Again Rich that is higher level learning. Try teaching a robot how to recognize a blue ball in different lighting conditions and distances in a cluttered room and then move towards it and pick it up.
It would take a PHD student a few years to write the code and build a system that may or may not come close. After all that work place something new in the room like a chair and that's another couple of years worth of work.
The holy grail is to find an algorithm that would be able to do what nature has accomplished.
I agree. I don't agree with your time scales nor the qualification requirements because I am confident that a high school drop out like myself or DJ (I believe he also dropped out, if you didn't please accept my apologies) could achieve such a result in less time and without any additional letters after our names our certificates on our walls but I agree it would be a lot more work than the higher level learning I described.
@Rich LOL High School drop out... Wait, I am one of those too. Glad to see I am in good company.
It would be great to have a team enter the Nasa Sample Return Robot Challenge.
This is the fourth annual running of the SRRC which takes place in a large grass field (80,000 square meters) near the campus of the Worcester Polytechnic Institute (WPI) in Worcester, Massachusetts. Scattered throughout the field are a number of samples that team robots must find, pick up, and store on board the robot. Once the robot has stored as many of these samples as possible within a 2 hour window, it must return to the home platform.

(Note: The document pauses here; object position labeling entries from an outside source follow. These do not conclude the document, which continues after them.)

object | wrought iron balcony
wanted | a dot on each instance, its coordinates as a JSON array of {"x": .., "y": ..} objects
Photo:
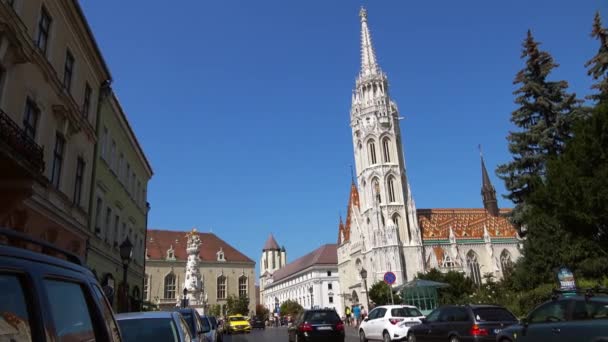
[{"x": 21, "y": 145}]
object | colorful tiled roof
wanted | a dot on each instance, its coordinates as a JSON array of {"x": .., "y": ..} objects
[
  {"x": 324, "y": 255},
  {"x": 271, "y": 244},
  {"x": 465, "y": 223},
  {"x": 160, "y": 241}
]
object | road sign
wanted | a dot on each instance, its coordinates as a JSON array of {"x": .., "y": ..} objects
[{"x": 389, "y": 278}]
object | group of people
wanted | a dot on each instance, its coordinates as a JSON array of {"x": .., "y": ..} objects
[{"x": 354, "y": 315}]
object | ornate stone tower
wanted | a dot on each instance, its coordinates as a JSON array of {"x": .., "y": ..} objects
[{"x": 389, "y": 224}]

NasaSampleReturnChallenge.pdf
The competition sounds cool. I do have a problem with such competitions in that they are too limiting. A robot that does one thing or is programmed for one purpose is too limiting to the imagination. I understand why they do this. I just dont like it. A teacher at the school that I help has a son who was on the mars rover project. I would love to sit down with him one day and talk robots but the opportunity hasn't presented itself yet. Maybe one day.